Tuesday, December 21, 2010

Sugar & Spike: DC Comes to its Senses, Then Remembers That it is DC and Screws Up Again

For about ten seconds, all was right in the universe. Next summer, DC Comics is going to reprint the first ten issues of Sheldon Mayer's amazingly funny and cute Sugar & Spike.



Unfortunately, reality soon set in. They're doing it as a pricy, sixty dollar hardcover in their Archives line. Amazon listing.

I think somebody at DC missed the bit about these being kid's comics. The really crazy thing is that they have recently started up a line of 100-page $8 books reprinting recent superhero comics, and that's a line that makes sense for the material, even more than those big, thick Showcase Presents books. Look, Sugar & Spike is wonderful and silly, but it is for children. Sixty-dollar hardcovers are not. Get your heads together, DC!

Thursday, December 2, 2010

Fantagraphics Announces Barnaby for 2012



Here's some nice news from Fantagraphics. Just the other day, I was selling a customer on how she needed to buy a copy of The Carrot Seed on account of the nice cover artwork by Crockett Johnson, and now one of our favorite US-based publishers announces a complete run of the artist's celebrated Barnaby, which ran in newspapers from 1942-1952. Says Eric Reynolds over at Fantagraphics:

"This is a dream come true for us at Fantagraphics; Barnaby has literally been at the top of our wish list (or mine, personally, at least) for over a decade. The series will collect the strip's original run of dailies (, from April 1942 through February 1952, including the Ted Ferro and Jack Morley run from January 1946 to September 1947, for which Johnson consulted on before coming back to the strip for good until it's end in 1952."

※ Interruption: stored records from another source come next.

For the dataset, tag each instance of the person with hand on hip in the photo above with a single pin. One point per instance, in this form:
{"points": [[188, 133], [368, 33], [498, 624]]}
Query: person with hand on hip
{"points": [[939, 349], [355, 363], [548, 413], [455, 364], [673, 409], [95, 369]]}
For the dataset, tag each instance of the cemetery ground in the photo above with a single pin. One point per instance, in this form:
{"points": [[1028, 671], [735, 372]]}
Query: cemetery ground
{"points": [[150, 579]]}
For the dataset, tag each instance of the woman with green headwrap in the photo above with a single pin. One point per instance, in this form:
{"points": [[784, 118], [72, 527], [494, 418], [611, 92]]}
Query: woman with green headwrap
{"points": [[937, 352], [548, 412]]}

Of course, we have to temper our enthusiasm just a hair when the announcement goes on to include a request of collectors for best-possible-quality copies of the first nineteen months of the strip. I think that's the same damn issue that's delayed their projected Pogo reprints for more than three years. Here's hoping the first book of Barnaby will indeed be on the shelves in April '12, in time for the strip's seventieth anniversary!

Additional, superior reporting available from Tom Spurgeon at The Comics Reporter, who broke the story and Heidi McDonald at The Beat.